Hey, I’m running an algorithm where the cufft library is called multiple times on the same matrix (currently just for testing). I’m getting some weird results however, where cufft isn’t giving me the same answer each run. Any help would be greatly appreciated, here’s the code I’ve been using:

Main algorithm:

//-- width = height = 1024 in this algorithm.

//-- d_dose is a float array of size width*height

//-- d_doseDFT is a float2/cufftComplex array of size width*(height/2 + 1)

//-- d_kernelDFT is a float2/cufftComplex array of size width*(height/2 + 1)

//-- all 3 arrays were allocated using cudaMalloc so they are in device memory.

//-- R2CPlan was created using cufftPlan2d(&R2CPlan, width, height, CUFFT_R2C)

int NsqC = width*(height/2 + 1);

float2 tmp;

for (int iter=0; iter<5; iter++){

	// Convolution in frequency domain

	cudaMemset(d_doseDFT, 0, NsqC*sizeof(float2));

	tmp = sumComplex(d_doseDFT, NsqC);

	cout << "BEGIN d_doseDFT sum is:==============  " << tmp.x << "	" << tmp.y << endl;

			

	cufftExecR2C(R2CPlan, d_dose, d_doseDFT);

	cudaThreadSynchronize();

		

	tmp = sumComplex(d_doseDFT, NsqC);

	cout << "END d_doseDFT sum is:==============  " << tmp.x << "	" << tmp.y << endl;

	

	// Below statement is where things get weird, explained further in the forum post 

-->	cuArrayMulC(d_doseDFT, d_kernelDFT, d_doseDFT, NsqC);

	cudaThreadSynchronize();

	cudaMemset(d_doseDFT, 0, NsqC*sizeof(float2));

}

Some of the above functions were user defined, here’s their definitions:

float2 sumComplex(float2 *d_array, int size){

	float2 *array = (float2*) malloc(size*sizeof(float2));

	cudaMemcpy(array, d_array, size*sizeof(float2), cudaMemcpyDeviceToHost);

	cudaThreadSynchronize();

	float2 total;

	total.x = 0; total.y = 0;

	for (int i = 0; i < size; i++){

		total.x += abs(array[i].x);

		total.y += abs(array[i].y);

	}

	free(array);

	return total;

}

void cuArrayMulC(float2 *d_matrix1, float2 *d_matrix2, float2 *d_output, int size){

	g_arrayMulC<<<1+size/128, 128>>>(d_matrix1, d_matrix2, d_output, size);

}

__global__ void g_arrayMulC(float2 *matrix1, float2 *matrix2, float2 *output, int size){

	int i = blockIdx.x * blockDim.x + threadIdx.x;

	if ( i < size){

		float2 t;

		t.x = matrix1[i].x * matrix2[i].x - matrix1[i].y * matrix2[i].y;

		t.y = matrix1[i].x * matrix2[i].y + matrix1[i].y * matrix2[i].x;

		output[i] = t;		

	}

}

Here’s the results I encountered.
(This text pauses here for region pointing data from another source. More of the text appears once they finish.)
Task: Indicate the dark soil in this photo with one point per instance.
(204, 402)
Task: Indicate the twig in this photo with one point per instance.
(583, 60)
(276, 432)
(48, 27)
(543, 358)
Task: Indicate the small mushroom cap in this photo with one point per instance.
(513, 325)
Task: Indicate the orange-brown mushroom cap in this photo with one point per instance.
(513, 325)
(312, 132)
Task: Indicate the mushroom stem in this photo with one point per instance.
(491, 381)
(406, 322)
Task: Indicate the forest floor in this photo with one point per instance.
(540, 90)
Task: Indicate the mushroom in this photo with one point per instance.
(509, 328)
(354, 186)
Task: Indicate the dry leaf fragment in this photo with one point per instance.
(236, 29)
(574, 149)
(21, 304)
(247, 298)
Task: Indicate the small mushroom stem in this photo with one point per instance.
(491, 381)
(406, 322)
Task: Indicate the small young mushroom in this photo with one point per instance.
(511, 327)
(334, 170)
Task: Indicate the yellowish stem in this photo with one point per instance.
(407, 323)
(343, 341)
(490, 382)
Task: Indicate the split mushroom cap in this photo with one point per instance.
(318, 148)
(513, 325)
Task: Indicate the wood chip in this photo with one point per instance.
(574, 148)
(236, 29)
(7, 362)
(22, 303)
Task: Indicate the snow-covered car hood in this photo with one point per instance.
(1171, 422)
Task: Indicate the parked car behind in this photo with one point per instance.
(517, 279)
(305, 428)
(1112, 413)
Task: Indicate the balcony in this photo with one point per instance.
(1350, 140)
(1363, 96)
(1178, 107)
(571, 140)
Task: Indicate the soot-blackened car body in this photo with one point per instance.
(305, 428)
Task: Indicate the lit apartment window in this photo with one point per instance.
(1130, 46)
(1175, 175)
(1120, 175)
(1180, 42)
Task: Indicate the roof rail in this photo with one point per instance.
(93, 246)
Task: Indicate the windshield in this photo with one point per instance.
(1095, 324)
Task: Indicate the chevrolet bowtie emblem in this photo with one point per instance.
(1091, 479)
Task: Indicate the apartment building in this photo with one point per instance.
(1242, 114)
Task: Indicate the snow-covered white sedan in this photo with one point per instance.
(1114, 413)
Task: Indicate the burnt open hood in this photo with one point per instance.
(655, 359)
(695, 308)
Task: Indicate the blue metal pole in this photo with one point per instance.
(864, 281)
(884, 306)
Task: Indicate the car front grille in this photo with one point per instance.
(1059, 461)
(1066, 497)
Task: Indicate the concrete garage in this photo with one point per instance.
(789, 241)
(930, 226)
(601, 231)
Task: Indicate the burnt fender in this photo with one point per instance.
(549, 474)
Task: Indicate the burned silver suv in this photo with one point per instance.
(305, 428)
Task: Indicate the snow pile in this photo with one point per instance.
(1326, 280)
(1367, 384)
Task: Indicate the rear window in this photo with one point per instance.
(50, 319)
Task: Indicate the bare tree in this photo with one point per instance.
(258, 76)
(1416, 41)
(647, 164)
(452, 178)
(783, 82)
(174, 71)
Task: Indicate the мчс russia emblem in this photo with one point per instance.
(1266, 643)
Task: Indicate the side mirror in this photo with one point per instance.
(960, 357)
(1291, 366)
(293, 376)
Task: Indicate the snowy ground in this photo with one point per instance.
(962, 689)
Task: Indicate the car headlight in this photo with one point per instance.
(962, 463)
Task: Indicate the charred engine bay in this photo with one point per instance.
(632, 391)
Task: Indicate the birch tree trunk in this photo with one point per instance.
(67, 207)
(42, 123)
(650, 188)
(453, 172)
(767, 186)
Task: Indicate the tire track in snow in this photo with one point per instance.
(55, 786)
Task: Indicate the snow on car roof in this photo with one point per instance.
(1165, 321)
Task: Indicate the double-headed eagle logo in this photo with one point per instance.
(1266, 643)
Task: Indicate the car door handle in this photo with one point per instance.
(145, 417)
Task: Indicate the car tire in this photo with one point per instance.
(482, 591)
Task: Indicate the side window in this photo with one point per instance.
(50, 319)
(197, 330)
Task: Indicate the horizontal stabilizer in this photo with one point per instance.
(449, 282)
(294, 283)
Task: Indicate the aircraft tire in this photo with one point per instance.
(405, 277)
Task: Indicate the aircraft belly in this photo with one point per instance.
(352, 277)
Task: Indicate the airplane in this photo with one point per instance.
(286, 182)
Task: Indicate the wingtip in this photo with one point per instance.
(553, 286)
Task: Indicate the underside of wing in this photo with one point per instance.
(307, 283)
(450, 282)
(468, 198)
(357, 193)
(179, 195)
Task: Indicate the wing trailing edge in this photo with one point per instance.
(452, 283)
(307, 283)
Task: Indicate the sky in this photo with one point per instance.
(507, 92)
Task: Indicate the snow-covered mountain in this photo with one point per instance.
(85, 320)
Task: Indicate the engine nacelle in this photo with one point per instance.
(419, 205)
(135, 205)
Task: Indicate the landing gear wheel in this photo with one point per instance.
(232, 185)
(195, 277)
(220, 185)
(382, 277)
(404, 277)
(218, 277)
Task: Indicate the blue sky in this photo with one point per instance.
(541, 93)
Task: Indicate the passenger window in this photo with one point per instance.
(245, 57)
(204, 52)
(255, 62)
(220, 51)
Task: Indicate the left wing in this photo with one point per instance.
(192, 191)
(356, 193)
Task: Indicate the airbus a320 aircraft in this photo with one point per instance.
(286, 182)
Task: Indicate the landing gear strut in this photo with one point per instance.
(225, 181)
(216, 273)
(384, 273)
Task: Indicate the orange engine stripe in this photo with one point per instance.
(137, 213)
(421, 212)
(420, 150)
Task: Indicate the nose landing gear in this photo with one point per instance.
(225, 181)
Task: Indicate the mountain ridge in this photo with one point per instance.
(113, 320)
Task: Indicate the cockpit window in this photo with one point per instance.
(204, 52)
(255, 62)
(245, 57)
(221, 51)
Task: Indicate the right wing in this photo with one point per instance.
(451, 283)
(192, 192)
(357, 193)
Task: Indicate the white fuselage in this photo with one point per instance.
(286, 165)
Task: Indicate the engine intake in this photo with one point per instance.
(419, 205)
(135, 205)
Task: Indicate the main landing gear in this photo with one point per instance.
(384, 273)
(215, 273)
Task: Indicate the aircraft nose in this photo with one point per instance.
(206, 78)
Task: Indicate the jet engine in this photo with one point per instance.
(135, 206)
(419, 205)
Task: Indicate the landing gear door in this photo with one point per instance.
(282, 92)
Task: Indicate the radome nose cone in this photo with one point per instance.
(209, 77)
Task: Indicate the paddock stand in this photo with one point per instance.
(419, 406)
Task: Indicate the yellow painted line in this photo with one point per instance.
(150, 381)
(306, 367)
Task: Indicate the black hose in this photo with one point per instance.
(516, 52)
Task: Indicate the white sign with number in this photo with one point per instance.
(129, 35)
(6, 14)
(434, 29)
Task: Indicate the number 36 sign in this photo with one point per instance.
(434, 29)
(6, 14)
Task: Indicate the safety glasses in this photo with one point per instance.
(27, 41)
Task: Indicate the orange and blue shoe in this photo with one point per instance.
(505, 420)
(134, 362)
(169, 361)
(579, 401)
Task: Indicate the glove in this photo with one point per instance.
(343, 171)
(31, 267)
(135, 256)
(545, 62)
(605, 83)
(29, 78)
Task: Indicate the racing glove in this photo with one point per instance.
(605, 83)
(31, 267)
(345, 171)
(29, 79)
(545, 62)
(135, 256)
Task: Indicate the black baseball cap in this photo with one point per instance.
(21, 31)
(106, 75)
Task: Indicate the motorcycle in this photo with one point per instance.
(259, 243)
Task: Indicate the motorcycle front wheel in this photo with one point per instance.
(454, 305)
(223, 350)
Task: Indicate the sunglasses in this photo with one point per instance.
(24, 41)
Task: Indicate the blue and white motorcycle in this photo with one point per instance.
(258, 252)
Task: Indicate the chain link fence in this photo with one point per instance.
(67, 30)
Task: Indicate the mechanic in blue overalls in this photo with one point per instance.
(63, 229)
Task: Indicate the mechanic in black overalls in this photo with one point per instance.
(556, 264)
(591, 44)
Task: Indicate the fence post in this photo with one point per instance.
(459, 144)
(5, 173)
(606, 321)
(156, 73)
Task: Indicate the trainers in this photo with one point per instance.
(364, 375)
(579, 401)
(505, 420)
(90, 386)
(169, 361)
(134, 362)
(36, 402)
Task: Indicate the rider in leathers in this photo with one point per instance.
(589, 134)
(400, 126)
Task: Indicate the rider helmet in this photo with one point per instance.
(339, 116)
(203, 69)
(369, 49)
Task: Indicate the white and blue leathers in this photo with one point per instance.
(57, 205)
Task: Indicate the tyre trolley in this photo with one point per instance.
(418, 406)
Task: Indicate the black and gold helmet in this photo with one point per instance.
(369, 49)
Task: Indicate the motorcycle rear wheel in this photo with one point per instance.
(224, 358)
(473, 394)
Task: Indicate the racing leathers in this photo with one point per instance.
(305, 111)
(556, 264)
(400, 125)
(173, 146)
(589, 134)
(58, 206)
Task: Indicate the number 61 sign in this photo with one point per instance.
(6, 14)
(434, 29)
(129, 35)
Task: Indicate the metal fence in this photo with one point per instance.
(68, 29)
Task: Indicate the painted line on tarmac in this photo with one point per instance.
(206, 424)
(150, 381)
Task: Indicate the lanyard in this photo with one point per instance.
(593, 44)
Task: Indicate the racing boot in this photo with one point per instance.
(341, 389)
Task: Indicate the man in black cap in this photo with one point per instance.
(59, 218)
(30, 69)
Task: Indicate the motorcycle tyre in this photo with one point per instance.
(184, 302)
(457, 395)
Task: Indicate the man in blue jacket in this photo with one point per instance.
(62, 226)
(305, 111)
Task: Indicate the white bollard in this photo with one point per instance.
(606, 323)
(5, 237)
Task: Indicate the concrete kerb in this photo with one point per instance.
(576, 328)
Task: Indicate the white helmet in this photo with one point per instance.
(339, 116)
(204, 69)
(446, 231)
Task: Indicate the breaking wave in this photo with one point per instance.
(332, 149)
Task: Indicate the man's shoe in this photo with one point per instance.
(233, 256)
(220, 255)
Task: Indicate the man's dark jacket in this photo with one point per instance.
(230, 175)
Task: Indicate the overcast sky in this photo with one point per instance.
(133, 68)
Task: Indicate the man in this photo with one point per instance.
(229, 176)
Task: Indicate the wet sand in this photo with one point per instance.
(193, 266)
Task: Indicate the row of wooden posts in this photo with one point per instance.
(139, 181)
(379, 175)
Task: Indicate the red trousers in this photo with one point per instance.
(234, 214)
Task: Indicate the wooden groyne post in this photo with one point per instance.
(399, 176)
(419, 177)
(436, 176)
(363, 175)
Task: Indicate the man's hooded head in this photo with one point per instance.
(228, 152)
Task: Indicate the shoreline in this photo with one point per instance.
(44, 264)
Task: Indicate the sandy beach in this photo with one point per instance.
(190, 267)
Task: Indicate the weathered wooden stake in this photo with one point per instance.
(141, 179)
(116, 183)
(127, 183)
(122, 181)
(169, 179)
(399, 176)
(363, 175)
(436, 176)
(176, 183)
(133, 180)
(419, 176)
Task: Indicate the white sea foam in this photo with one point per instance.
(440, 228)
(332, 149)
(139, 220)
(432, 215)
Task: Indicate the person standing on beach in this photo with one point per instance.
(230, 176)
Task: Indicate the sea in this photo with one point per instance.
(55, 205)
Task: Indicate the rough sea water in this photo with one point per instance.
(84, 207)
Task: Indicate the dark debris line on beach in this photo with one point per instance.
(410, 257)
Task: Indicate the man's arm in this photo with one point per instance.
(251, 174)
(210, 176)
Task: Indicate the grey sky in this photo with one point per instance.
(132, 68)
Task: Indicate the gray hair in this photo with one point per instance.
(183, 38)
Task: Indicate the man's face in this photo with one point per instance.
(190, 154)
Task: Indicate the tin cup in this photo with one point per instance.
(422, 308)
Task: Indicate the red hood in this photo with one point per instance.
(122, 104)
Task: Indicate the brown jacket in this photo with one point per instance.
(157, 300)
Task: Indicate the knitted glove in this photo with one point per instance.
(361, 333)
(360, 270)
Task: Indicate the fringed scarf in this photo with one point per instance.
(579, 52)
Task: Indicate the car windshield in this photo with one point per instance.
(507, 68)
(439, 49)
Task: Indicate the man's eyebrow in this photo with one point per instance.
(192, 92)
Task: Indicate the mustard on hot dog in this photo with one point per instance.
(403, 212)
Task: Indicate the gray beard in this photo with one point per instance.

The print statement with “BEGIN d_dose” always gave a sum of 0, which is to be expected. The print statement with “END d_dose” is different for each iteration of the for loop, which makes absolutely no sense. Hence, I said cufft is giving different answers each run.

The part that gets weirder is the line I’ve pointed out with ‘–>’ in the algorithm. If I comment out that line, then the “END d_dose” value IS the same for each iteration of the for loop. I don’t see how that line could affect the outcome of the cufft call at all considering there is a memset to 0 anyways before the cufft call???

Any ideas? I have no idea whats going on.